Helmholtz Doctoral Award for Martin Schuster
Martin Schuster, senior researcher and team leader at DLR-RM, receives the Helmholtz Doctoral Prize 2020 in the research field aeronautics, space, and transport for his outstanding PhD thesis on “Collaborative Localization and Mapping for Autonomous Planetary Exploration: Distributed Stereo Vision-Based 6D SLAM in GNSS-Denied Environments”. In his thesis, he developed methods for the collaborative localization and environment modeling for heterogeneous teams of autonomous robots to explore extraterrestrial planets and moons. He combines distributed local and decentralized global estimation for the computation and exchange of pose estimates and the modeling of the 3D geometry of the robots’ environment while taking into account the uncertainty of noisy data from space-suitable types of sensor, such as stereo camera systems. Martin Schuster was supervised by Prof. Michael Beetz of the University of Bremen, head of the Institute for Artificial Intelligence (IAI), and Rudolph Triebel, head of the Department of Perception and Cognition at DLR-RM.

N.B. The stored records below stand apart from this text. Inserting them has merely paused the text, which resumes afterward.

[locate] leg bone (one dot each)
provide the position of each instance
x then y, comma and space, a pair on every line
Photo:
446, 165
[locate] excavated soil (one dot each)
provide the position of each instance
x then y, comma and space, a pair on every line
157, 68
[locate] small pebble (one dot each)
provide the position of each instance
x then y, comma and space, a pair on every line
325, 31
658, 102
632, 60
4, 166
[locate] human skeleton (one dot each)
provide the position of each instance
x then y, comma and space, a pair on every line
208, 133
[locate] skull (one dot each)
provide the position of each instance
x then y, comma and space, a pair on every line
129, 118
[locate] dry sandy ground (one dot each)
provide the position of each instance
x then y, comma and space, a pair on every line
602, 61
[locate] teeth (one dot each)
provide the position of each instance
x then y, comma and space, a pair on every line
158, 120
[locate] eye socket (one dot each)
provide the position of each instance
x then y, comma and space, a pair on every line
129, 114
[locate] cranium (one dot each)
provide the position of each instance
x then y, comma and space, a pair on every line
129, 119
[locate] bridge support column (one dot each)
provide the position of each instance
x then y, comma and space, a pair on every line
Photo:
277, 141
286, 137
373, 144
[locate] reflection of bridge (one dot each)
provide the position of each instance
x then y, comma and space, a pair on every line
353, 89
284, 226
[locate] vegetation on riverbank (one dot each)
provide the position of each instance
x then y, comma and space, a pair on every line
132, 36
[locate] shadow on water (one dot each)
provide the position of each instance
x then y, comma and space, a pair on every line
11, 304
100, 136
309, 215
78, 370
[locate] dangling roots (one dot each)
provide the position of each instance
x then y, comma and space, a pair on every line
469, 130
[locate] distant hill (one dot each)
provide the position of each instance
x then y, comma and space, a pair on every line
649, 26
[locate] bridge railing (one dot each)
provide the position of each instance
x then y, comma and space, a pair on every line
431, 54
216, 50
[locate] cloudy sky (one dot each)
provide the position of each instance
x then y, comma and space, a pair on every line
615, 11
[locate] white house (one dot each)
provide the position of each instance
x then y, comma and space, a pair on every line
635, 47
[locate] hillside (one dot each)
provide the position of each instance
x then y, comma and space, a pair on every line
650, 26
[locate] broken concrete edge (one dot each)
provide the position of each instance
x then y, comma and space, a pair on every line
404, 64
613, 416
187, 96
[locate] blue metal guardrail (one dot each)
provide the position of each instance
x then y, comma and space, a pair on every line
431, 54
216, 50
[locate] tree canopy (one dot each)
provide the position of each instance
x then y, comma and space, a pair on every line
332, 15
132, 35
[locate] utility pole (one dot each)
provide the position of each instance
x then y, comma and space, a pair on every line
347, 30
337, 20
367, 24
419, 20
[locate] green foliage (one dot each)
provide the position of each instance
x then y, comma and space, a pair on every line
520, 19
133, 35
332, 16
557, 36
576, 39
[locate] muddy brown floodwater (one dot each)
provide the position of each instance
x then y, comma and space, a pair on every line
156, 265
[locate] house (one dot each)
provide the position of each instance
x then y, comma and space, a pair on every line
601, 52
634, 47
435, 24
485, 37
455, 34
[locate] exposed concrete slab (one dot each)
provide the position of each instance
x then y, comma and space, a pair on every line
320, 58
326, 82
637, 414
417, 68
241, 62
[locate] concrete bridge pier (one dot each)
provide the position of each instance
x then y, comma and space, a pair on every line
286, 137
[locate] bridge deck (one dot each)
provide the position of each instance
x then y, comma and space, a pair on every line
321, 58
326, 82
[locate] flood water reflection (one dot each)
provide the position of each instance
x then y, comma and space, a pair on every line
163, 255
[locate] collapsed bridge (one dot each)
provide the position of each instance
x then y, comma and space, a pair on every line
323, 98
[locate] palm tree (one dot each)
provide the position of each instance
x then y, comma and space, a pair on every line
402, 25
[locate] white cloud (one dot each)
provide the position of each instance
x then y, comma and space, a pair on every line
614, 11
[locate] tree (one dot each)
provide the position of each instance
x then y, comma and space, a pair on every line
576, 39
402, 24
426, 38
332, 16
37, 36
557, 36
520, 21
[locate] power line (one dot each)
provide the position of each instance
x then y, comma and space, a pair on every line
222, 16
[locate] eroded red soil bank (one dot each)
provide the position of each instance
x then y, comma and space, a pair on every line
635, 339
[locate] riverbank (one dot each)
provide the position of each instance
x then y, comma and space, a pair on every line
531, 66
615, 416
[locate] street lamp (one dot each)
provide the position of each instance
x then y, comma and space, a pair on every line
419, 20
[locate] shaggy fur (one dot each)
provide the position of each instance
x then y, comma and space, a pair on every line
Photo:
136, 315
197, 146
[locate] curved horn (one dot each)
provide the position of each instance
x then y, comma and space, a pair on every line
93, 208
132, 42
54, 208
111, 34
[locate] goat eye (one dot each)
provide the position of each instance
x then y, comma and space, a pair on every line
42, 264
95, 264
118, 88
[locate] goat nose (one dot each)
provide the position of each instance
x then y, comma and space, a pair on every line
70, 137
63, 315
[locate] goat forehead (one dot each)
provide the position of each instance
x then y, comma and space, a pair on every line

In the context of the ROBEX and ARCHES projects, Martin Schuster evaluated and demonstrated his methods on several different robot systems in Mars- and Moon-like environments in front of an international expert audience, including a multi-week field campaign at a Moon-analogue site on the volcano Mt. Etna. Since 2018, he leads the team Planetary Exploration Operations and works on the transfer of his methods for environment modeling from basic research to real space missions (MMX: navigation of a rover on the Martian moon Phobos) as well as to terrestrial application fields (AHEAD: assisted teleoperation for humanitarian help transports).
Each year, the Helmholtz Association awards one outstanding PhD thesis in each of the six Helmholtz research areas with a doctoral prize, which honors academic achievements and serves as an incentive to remain in academia. With this, the Helmholtz Association aims to support talented researchers at an early stage of their career and wants to encourage them to continue working in research. For the second time within three years, this renowned prize goes to the Institute of Robotics and Mechatronics, last time to Daniel Leidner in 2018.